La santé mentale chez les professionnels du social
Récemment, je lisais une interview évoquant la santé mentale chez les professionnels du social et de la santé. Elle va mal … Rien d’étonnant si l’on considère la difficulté de ces métiers, les conditions dans lesquelles ils sont exercés, les pressions de plus en plus fortes, etc. Jusque là rien de neuf, malheureusement. Les choses ont même plutôt tendance à empirer. Tout comme le fait que de trop nombreux professionnels éprouvent des difficultés à appeler à l’aide. Et c’est bien dommage...
Choisir un métier orienté vers le soin au sens large, qu’il soit de l’ordre de la santé physique, mentale, du travail social, éducatif, … signifie souvent que nous avons une disposition naturelle à aimer prendre soin de l’autre.
Malheureusement, cette disposition va généralement de pair avec une tendance à se faire passer après. Après tout le monde, après le travail, après sa famille, souvent même en dernier. Le cordonnier est effectivement parfois le plus mal chaussé.
– Lire aussi : Travailler dans la santé et le social : lequel de ces métiers de contact est fait pour vous ?
Respecter nos besoins pour continuer à fonctionner
Ne pas se rendre compte que nous sommes là aussi, que nous avons aussi des besoins, qu’il est important de les respecter si nous voulons pouvoir continuer à fonctionner est essentiel. On connaît l’adage : qui veut aller loin prend soin de sa monture. Partant de là, une autre chose est également essentielle : admettre que nous aussi, nous avons besoin d’aide à certains moments.

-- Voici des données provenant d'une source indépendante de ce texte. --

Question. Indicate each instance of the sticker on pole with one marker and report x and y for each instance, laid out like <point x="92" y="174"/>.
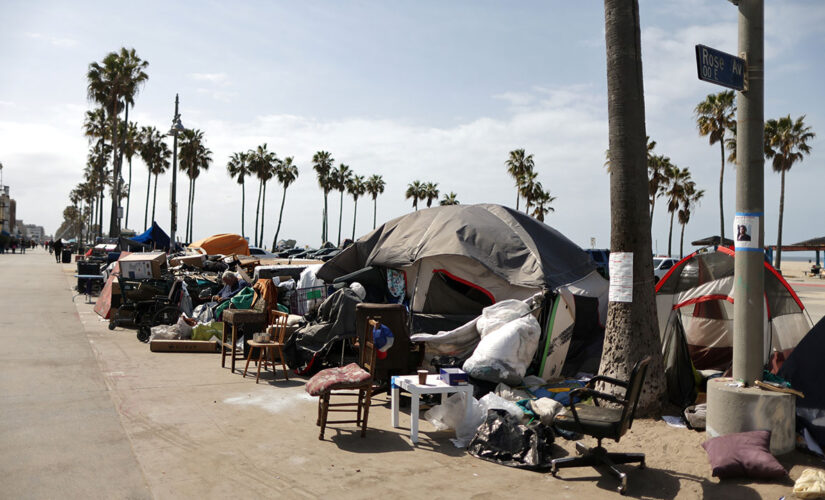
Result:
<point x="746" y="232"/>
<point x="621" y="277"/>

Que ce n’est pas parce que l’on soigne que l’on ne peut être soigné.
Nous sommes tous dans les deux camps
Nous pouvons avoir tendance à diviser le monde en deux camps : ceux qui aident et ceux qui reçoivent de l’aide. Or, rien n’est jamais aussi simple. Nous sommes tous dans les deux camps. Un jour nous allons être la personne qui procure de l’aide et le même jour nous pouvons être la personne qui reçoit de l’aide. Être soignant, même au sens large, ne nous transforme pas en personnages invulnérables. Que du contraire. Soigner au sens large demande énormément de vulnérabilité de notre part.
– Lire aussi : Le courage de la vulnérabilité en tant que travailleur social
Courage, vulnérabilité … et fatigue psychologique !
Nous cheminons avec des personnes qui ont besoin de notre aide à certains moments particulièrement difficiles de leur vie. Pour être à même de les aider au mieux, nous devons nous ouvrir à elles, cette vulnérabilité demande beaucoup de courage et ouvre bien souvent la porte à d’énormes remises en questions, des avancées personnelles qui peuvent être épuisantes. En outre, nous avons aussi parfois besoin de « digérer » les situations vécues par les personnes avec qui nous travaillons. Qui plus est, les conditions dans lesquelles nous travaillons, les pressions que nous subissons viennent ajouter une dose de stress à un métier déjà éprouvant par nature.
Il peut être mal vu de demander de l’aide
La culture de notre société actuelle fait qu’il est mal vu de revendiquer son besoin d’aide. En effet, ce serait perçu comme une faiblesse. Qu’importe. Oser, c’est aussi décider que le regard des autres ne dictera pas ses propres actes. Oser c’est aussi décider de se faire passer en premier et de ne pas baisser les yeux devant ceux qui ricaneraient, bien souvent car ils n’osent pas eux-mêmes. Et oser reconnaître que l’on a besoin d’aide demande énormément de courage, car c’est avouer sa propre vulnérabilité, d’autant plus lorsqu’on travaille à aider d’autres personnes.
– Lire aussi : Suicide : « Il y a un tabou autour de la santé mentale des soignants ! »
Le courage de cheminer avec humilité
Ayons le courage de cheminer avec humilité dans cette voie qui est la nôtre, de reconnaître que l’on peut aider et avoir soi-même besoin d’aide, être soignant et soigné, que nous sommes tous dans les deux camps. Notre profession ne nous impose pas d’être invulnérable. C’est même le contraire. Notre profession nous demande d’être vulnérables et en l’exerçant, nous vivons des situations que nous ne pouvons pas toujours, humainement, gérer seuls. Ayons l’audace de le reconnaître, notre chemin en sera facilité, nous marcherons en étant plus légers.